There has ever been in the life of man this idea of the triad as the primary force of growth.
The Sphinx is a very old construction, and the sacred graphic known as the Kali yantra or Primordial Image in the Indian Tantras may be older still. This ancient symbol, a triangle with the bindu, or spark of life, at the center, is associated with the Trip Goddess who rules past, present, and future (length, breadth, and depth), and the trimesters of pregnancy, and the three seasons of life: childhood, maturity, and age.
Out in my woods the hemlocks are sighing with the long breath of the night.
Three Ways was one name of the Roman goddess Hecate, whose three-faced image at crossroads traditionally received offerings of cake, fruit, and money. Money is still offered at one of her ancient shrines, the Trevi Fountain, and the traditional idea of being blessed by throwing three coins in the fountain has persisted into our era.
The Irish god Trefuilngid is the patron of the trefoil, or three leaf, the shamrock.
Trefuilngid is known as the Triple Bearer of the Triple Key, which is the same appellation given Shiva, Astarte, and Ishtar, three ancient manifestations of the Triune Goddess. Of course, the shamrock is also the symbol of St. Patrick. Among the ancient Arabs the trefoil was called the shamrakh, which was a symbol of the male trident of fertility. Did the Irish once know the Arabs?

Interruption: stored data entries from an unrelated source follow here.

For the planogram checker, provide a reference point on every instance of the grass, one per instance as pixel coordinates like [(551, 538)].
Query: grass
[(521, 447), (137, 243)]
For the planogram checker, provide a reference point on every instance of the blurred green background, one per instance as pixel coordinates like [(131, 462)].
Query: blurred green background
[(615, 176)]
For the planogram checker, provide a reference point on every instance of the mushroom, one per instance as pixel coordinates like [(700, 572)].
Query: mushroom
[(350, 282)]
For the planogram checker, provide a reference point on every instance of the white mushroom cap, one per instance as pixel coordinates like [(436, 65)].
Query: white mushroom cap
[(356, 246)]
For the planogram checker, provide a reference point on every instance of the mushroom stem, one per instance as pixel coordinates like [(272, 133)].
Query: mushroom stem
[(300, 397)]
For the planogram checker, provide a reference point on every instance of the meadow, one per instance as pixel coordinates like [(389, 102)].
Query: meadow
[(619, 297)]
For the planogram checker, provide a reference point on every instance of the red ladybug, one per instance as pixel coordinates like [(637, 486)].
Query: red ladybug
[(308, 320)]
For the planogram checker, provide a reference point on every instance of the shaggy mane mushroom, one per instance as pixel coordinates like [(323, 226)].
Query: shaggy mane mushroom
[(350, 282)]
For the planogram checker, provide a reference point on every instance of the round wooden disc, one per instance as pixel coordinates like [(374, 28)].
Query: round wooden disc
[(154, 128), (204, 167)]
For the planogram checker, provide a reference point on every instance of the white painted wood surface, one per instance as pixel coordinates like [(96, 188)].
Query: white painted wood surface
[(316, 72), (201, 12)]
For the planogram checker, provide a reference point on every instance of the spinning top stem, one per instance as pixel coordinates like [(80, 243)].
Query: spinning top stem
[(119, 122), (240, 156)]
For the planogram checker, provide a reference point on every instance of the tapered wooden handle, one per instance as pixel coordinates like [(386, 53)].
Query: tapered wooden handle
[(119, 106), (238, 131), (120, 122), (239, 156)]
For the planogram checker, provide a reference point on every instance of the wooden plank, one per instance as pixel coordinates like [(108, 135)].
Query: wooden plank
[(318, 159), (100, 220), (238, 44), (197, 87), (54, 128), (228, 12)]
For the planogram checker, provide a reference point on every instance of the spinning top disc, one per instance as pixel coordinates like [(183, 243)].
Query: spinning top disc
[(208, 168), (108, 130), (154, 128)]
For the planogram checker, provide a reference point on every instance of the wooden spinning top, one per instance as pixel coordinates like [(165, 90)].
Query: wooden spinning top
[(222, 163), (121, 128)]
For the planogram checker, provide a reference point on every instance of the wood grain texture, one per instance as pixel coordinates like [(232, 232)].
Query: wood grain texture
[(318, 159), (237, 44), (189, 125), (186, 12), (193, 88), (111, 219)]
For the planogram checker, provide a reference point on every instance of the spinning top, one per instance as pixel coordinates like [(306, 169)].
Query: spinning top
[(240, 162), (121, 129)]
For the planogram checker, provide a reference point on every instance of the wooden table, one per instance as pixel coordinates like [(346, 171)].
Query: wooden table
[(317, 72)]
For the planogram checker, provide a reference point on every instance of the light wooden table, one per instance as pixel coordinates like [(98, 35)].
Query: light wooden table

What dark seas flowed before we learned how to write our history down, and what triumphs have been swallowed by their waters?
In the Greek alphabet the fourth letter, delta, is the symbol of the Holy Door, and among the Egyptians the triangle was the symbol of Men-Nefer, the very ancient goddess of the mother city Memphis, as identified in the Egyptian Book of the Dead. The object of the worship of the Yantra is to attain unity with the Mother of the Universe in Her forms as Mind, Life, and Matter ... preparator to Yoga union with Her as She is in herself as Pure Consciousness.
To the Gnostics of the later Roman Empire, the triangle signified creative intellect, the balancing coolness of mind, the persistent reconciliation that proceeds in the souls of the ones who seek Christ within.
Among the ancient Sumerians Ishtar was the Triune Goddess, as among modern Christians the Trinity is the central figure of the creative force, God the Father, God the Son, and God the Holy Spirit.
The Way to Christ is lit by the Star of Bethlehem, as also the word Ishtar means "Star."
Babylonian scriptures call Ishtar the Light of the World, Opener of the Womb, Leader of Armies, Lawgiver, Forgiver of Sins. It is from the legend of Ishtar that the story of the descent into the underworld enters so many of man's traditions: The giver of life overcomes the taker of life, and rebirth emerges.
Shadrach, Meshach, and Abednigo traveled the bath of transformation, and were not consumed in its fires. They symbolically sat astride the shoulders of the eagle, as did the medicine men of Native America, the shamans of the Siberian plains, the witches of old Europe when the ice king strode half the continent.
Transformation: Among the Apache, when someone was called in his heart to be a shaman, it meant that he had to go into the world of the dead, he had to dare the fire. The Apache would find a cliff and jump off. If he lived, he became a man of medicine. If he died, he died.